2013-02-22 Thread Jared Wein
Hi,

I wanted to let you all know about bug 842913, of which I just landed the patch 
for on mozilla-inbound.

The goal of the bug is to make the process of working with the /browser and 
/toolkit themes easier for new contributors. The previous names of 
{winstripe,pinstripe,gnomestripe} were never exposed in the product and were 
unclear to new users as to which platforms/environments they targeted.

In toolkit:
/toolkit/themes/winstripe/ becomes /toolkit/themes/windows/
/toolkit/themes/pinstripe/ - /toolkit/themes/osx/
/toolkit/themes/gnomestripe/ - /toolkit/themes/linux/
/toolkit/themes/pmstripe/ - /toolkit/themes/os2/
/toolkit/themes/faststripe/ - (unchanged)

In browser:
/browser/themes/winstripe/ becomes /browser/themes/windows/
/browser/themes/pinstripe/ - /browser/themes/osx/
/browser/themes/gnomestripe/ - /browser/themes/linux/

Most of the work to complete the patches is based on |hg rename|, but some 
files that reference paths needed to be updated manually. This may affect 
SeaMonkey, Thunderbird, and any other toolkit-based applications.

This work builds on top of bug 838244 (shared theme resources for /browser), 
and upcoming work in bug 844412 (shared theme resources for /toolkit). These 
three bugs should help to make our theme implementations easier and more 
intuitive for both experienced and inexperienced contributors.

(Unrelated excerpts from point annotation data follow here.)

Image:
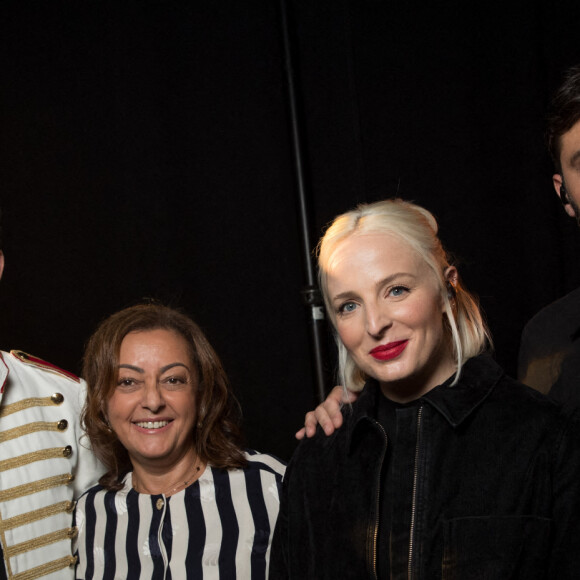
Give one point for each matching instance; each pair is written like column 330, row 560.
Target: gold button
column 57, row 398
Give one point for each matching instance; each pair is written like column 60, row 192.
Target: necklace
column 180, row 484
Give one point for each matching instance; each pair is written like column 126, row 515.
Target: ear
column 451, row 276
column 558, row 183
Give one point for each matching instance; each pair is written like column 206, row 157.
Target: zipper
column 414, row 498
column 377, row 504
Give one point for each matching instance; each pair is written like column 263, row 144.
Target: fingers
column 327, row 414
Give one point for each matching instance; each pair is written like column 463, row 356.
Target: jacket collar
column 479, row 375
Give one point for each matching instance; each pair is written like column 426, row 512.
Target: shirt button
column 57, row 398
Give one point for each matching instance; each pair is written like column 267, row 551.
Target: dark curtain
column 145, row 152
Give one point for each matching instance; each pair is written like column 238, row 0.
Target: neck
column 155, row 479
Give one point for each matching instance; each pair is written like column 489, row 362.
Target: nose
column 153, row 397
column 378, row 320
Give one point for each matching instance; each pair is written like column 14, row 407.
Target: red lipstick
column 389, row 351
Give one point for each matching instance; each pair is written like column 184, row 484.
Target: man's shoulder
column 556, row 317
column 264, row 462
column 27, row 363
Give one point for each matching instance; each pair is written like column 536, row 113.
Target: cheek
column 349, row 332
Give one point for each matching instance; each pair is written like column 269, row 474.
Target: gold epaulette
column 42, row 364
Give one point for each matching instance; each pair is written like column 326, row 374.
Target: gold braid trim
column 33, row 516
column 27, row 429
column 45, row 569
column 27, row 404
column 35, row 487
column 52, row 453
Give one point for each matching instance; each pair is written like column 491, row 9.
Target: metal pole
column 310, row 293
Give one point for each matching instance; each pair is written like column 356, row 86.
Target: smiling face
column 570, row 162
column 152, row 408
column 389, row 314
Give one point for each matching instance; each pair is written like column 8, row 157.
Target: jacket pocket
column 496, row 547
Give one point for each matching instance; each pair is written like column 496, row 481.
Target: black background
column 145, row 151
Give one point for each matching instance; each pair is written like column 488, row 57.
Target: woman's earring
column 451, row 292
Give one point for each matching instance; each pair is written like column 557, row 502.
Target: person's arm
column 565, row 556
column 327, row 414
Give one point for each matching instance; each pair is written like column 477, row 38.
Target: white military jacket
column 45, row 463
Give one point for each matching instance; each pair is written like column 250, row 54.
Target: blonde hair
column 417, row 227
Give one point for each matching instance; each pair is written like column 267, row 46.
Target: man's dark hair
column 564, row 113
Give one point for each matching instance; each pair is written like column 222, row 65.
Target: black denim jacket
column 487, row 483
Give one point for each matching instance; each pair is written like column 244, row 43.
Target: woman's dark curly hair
column 218, row 439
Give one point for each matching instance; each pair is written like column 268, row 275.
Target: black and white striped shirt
column 220, row 527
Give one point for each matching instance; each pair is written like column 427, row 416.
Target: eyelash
column 131, row 383
column 341, row 310
column 398, row 287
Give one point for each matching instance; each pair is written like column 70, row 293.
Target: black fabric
column 549, row 358
column 492, row 465
column 386, row 416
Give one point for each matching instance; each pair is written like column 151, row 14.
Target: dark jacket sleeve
column 279, row 551
column 565, row 556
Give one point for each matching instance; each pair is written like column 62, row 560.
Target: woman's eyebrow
column 171, row 365
column 132, row 368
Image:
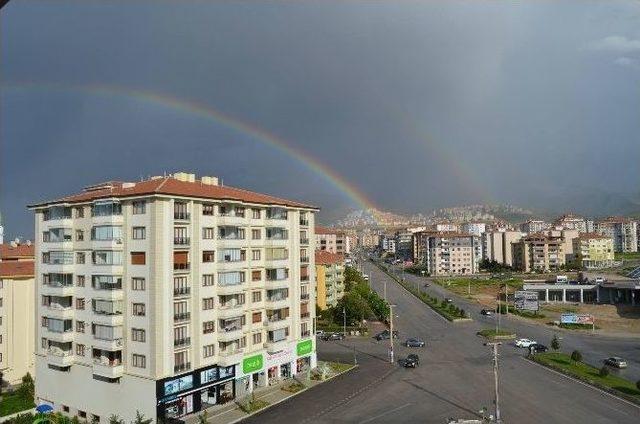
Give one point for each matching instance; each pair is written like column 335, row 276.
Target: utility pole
column 496, row 380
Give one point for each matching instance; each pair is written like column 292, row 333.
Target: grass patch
column 13, row 402
column 591, row 375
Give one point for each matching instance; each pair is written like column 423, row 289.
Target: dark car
column 412, row 361
column 538, row 348
column 384, row 335
column 332, row 336
column 413, row 342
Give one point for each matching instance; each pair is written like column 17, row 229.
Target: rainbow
column 215, row 116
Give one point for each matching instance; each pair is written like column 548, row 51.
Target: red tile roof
column 327, row 258
column 16, row 269
column 173, row 187
column 7, row 251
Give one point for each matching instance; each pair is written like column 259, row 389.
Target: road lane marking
column 385, row 413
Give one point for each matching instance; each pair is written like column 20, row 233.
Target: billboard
column 526, row 300
column 584, row 319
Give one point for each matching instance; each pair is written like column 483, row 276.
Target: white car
column 525, row 343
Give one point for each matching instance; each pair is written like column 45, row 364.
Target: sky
column 415, row 104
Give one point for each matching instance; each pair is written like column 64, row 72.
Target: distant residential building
column 332, row 241
column 17, row 311
column 475, row 228
column 329, row 278
column 593, row 251
column 623, row 231
column 539, row 252
column 534, row 226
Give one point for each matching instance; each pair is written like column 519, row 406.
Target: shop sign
column 304, row 347
column 252, row 364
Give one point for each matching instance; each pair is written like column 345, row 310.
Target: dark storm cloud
column 419, row 104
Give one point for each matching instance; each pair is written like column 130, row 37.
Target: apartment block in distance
column 17, row 311
column 329, row 278
column 169, row 295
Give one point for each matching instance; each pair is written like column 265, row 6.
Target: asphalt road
column 455, row 379
column 594, row 348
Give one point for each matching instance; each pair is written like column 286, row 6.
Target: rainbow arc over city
column 208, row 113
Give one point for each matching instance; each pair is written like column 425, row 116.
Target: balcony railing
column 182, row 215
column 181, row 291
column 182, row 316
column 181, row 241
column 182, row 342
column 182, row 367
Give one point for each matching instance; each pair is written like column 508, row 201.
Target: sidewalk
column 231, row 413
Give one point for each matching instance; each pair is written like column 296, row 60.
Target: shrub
column 576, row 356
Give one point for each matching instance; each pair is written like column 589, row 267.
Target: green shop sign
column 305, row 347
column 252, row 363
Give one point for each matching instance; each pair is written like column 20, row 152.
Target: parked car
column 525, row 342
column 384, row 335
column 332, row 336
column 413, row 342
column 616, row 361
column 412, row 361
column 538, row 348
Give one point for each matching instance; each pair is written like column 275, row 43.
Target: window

One issue that is still remaining is the non-obvious way that the linux-toolkit 
theme is generated using the windows-toolkit theme as a base. The work in bug 
844412 should help to reduce some of this confusion. Overall, there was a 
consensus that the net-wins of this rename are worth it even though it doesn't 
solve the theme-derivation situation.